問題は深刻で、この男は無罪で有るのだが、警察の取り調べで自分がやりましたと、自白したというのであった。結果この男は死刑の判決を受けたのである.本当では無罪の男は監獄の中で毎日この死刑を待ちながら生きていた。
この事件に、不思議な疑問をもって真相を探すために行動するが、この事件はどんどん手のつけられない恐ろしい謎へと進んでゆく。
相棒には同じテレビ局の若い男の眞栄田郷敦だ.二人で血眼になって真相を掴むために危険な捜査を始めて行く。ある政治家が警察に圧力をかけて、真相を潰したことを突き止めたが、これはある意味とても危険なことでもあった。一体全体、女性のニュースキャスターに何ができるのか.周囲が心配する中、彼女は、とうとう本当の犯人は誰かということを、テレビの前で、真っ直ぐに喋り始める。
それは実は庶民達も真実を求めていたのでこのニュースは大きな話題となり、視聴率は爆上がりになった。
恋人の鈴木亮平は、このニュースをやめさせようと甘い言葉で彼女を誘惑するのだった.が、彼女の向かうところは,たった一人の無力な男性の冤罪を晴らすことであった。いい加減な男の戯言などもはや無用なものであった。社会のためとか、政治のためとか、テレビ局のためとか、君の命が危ないとか、大きな権力と戦う彼女に説得を試みたが、彼女の決心はすでに動かなかった。

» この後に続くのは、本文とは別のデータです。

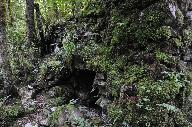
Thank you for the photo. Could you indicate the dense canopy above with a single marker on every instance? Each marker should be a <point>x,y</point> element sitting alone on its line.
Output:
<point>89,63</point>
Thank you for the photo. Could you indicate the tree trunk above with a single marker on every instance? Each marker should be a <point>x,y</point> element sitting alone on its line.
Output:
<point>30,21</point>
<point>4,61</point>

彼女には本当の意味で、危ない悪の力が近づいていてのだったが。
これは政治的権力との戦いと言っても良い様な大きな事件であり、真実を曲げられた人間の怒りや苦しみがどういうものかを掘り進めた作品でもある。一人の男の命が消されようとする寸前であった。男はなるほど、権力もなく無名であり、彼の生死で世間が変わることもないのだろうが。そんな名もない彼のために仕事もキャリアも投げ捨てる覚悟で望んだ一人の女性の強い決意は、ニュースキャスターという、真実を伝えるべくの仕事の潜在的意識から生まれたものかもしれないと思った。嘘のニュースをベラベラ喋るのがいいニュース番組ではあるまい。テレビ局、警察、政治家、そして自分の元恋人からまで不自然極まりない圧力をかけられて潰されそうになりながらも真実を死守しようとした彼女は本当にすごい。もちろんドラマだが。
このドラマに私自身とても衝撃を受けたというか、こんなドラマは初めてだなという気がした。

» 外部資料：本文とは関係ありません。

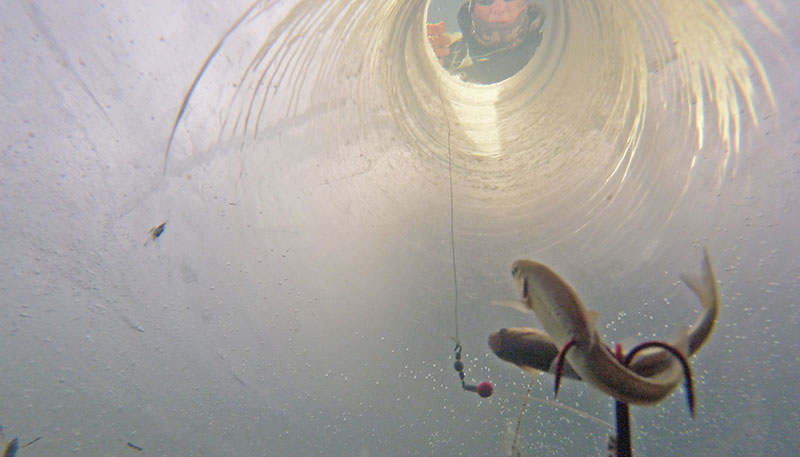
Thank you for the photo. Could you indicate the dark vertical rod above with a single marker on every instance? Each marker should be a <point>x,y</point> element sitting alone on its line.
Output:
<point>623,430</point>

恐ろしいほど現実味のあるドラマで自分の周りでおこっている本物の事件の様な気さえした。
この「エルピス」という言葉は、パンドラの箱の神話に出てくるものであり、開けてはいけないと言われた箱の蓋を開けてしまったために無数の災いが箱から飛び立ったが、最後に箱に残ったのは、「エルピス」という希望という名の精霊であった、という話から取られたものらしい。
皆がこのドラマをどんなふうに感じてるのか知りたいとも思っているこの頃である。